F. Pengertian Komunikasi Politik


Para wakil dan pemimpin rakyat atau kelompok kepentingan, dalam
mengartikulasikan dan mengagregasikan kepentingan tertentu senantiasa
menggunakan komunikasi, misalnya dengan menyampaikan rekomendasi
terhadap kebijaksanaan yang akan diterapkan.

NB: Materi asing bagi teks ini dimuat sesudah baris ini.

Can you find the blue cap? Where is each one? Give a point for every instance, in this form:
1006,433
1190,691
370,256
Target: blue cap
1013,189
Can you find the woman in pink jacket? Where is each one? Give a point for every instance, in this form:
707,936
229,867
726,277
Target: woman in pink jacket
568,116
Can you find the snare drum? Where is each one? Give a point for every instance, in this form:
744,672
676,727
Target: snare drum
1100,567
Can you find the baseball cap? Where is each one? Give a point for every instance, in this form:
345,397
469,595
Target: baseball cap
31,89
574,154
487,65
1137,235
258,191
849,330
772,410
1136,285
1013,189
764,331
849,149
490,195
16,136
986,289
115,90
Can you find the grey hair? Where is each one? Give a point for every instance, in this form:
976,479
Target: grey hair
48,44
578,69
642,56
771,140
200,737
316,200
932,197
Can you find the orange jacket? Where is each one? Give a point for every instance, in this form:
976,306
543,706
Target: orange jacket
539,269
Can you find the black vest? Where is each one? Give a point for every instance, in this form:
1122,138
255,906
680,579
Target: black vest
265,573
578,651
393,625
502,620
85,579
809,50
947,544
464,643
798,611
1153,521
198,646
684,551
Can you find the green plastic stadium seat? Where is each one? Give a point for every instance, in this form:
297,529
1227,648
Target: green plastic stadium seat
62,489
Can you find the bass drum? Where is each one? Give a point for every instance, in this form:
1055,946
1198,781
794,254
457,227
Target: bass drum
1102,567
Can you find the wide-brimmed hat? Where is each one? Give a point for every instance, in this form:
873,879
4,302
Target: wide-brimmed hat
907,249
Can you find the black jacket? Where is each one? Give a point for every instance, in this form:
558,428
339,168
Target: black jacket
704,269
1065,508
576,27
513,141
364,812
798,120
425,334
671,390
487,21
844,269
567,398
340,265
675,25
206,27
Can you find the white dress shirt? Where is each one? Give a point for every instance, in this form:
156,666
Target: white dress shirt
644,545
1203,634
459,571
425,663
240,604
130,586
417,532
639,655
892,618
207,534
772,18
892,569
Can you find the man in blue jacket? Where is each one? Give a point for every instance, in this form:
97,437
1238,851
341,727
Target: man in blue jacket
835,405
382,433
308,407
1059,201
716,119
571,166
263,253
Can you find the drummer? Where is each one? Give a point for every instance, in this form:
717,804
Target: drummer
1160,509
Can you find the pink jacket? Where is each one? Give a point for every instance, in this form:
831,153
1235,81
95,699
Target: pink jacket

Begitu pula para penguasa atau pemerintah dalam menentukan Public
Policy akan menganalisis terlebih dahulu berbagai informasi yang berasal dari
masyarakat, demikian juga para legislator dalam hal membahas suatu produk
hukum sangat memerlukan komunikasi terlebih dahulu dengan segala
komponen yang terkait terhadap produk legislatif itu. Singkatnya, komunikasi
mempunyai peranan yang cukup penting dalam proses politik, oleh karena itu
tidak jarang para penguasa berusaha untuk mengendalikan atau mengawasi
"komunikasi" agar mereka tetap mendapat dukungan untuk berkuasa. Seorang
pemimpin politik, baik yang otoriter maupun yang demokrat, ada
kecenderungan untuk memanipulasi atau menguasai informasi yang ada untuk
masyarakatnya. Dalam kaitan ini media ikut berperan aktif sebagai penyalur
(diseminator) berbagai informasi, hanya saja sejarah menunjukkan bahwa
media massa selalu dipengaruhi oleh kekuatan yang ada di masyarakat, baik
kekuatan politis penguasa, pemilik modal, maupun kekuatan ekonomi dan
politik yang lain. Pada dasarnya media rnassa selalu dipengaruhi oleh sistem
politik yang berlaku.
Di muka telah beberapa kali disinggung mengenai komunikasi politik,
tetapi apa dan bagaimana komunikasi politik belum dikemukakan secara
gamblang. Oleh karena itu, berikut ini akan dikemukakan oleh Lord Windlesham
(1973) : "Political communication is the deliberate passing of a political
message by sender to a receiver with the intention of making the receiver
behave in a way that might not other wise done." Batasan ini berarti komunikasi
politik sangat ditentukan oleh tujuan penyampaian pesan politik, yakni
membuat penerima berperilaku tertentu. Adapun Meadow menekankan
konsekuensinya pada sistem politik, yakni "Any exchange of symbols or
message that to a significant extent have been shaped by, or have
consequences for the functioning of political system'' Batasan lain yang juga
menekankan aspek konsekuensi pada sistem politik dikemukakan pula oleh
Richard Fagen (1966), "Communicatory activity considered political by virtue
of its consequences actual dan potential, that it has for the functioning of
political system" Begitu pula Dan Nimmo mendefinisikan komunikasi politik
sebagai "Communication activity considered political by virtue of consequences
(actual and potential) which regulate human conduct under condition of
conflict".
Masih banyak batasan lain yang dikemukakan oleh para sarjana, tetapi
pada intinya komunikasi politik dapat diartikan sebagai suatu aktivitas
komunikasi yang mempunyai konsekuensi atau akibat politik, aktual potensial,
terhadap fungsi sistem politik. Konsekuensi politik inilah yang merupakan unsur
esensial yang membedakan komunikasi politik dengan komunikasi sosial. Suatu
komunikasi yang tampaknya pesan atau isinya bukan pesan politik, namun
apabila secara potensial dan aktual dapat berakibat atau mempunyai
konsekuensi pada salah satu fungsi sistem politik, maka itu adalah komunikasi
politik. Mungkin dengan batasan ini komunikasi politik mempunyai objek kajian
yang sangat luas dan dapat overlapping dengan studi yang lain, namun hal
demikian juga berarti makin memperkaya kajian komunikasi politik.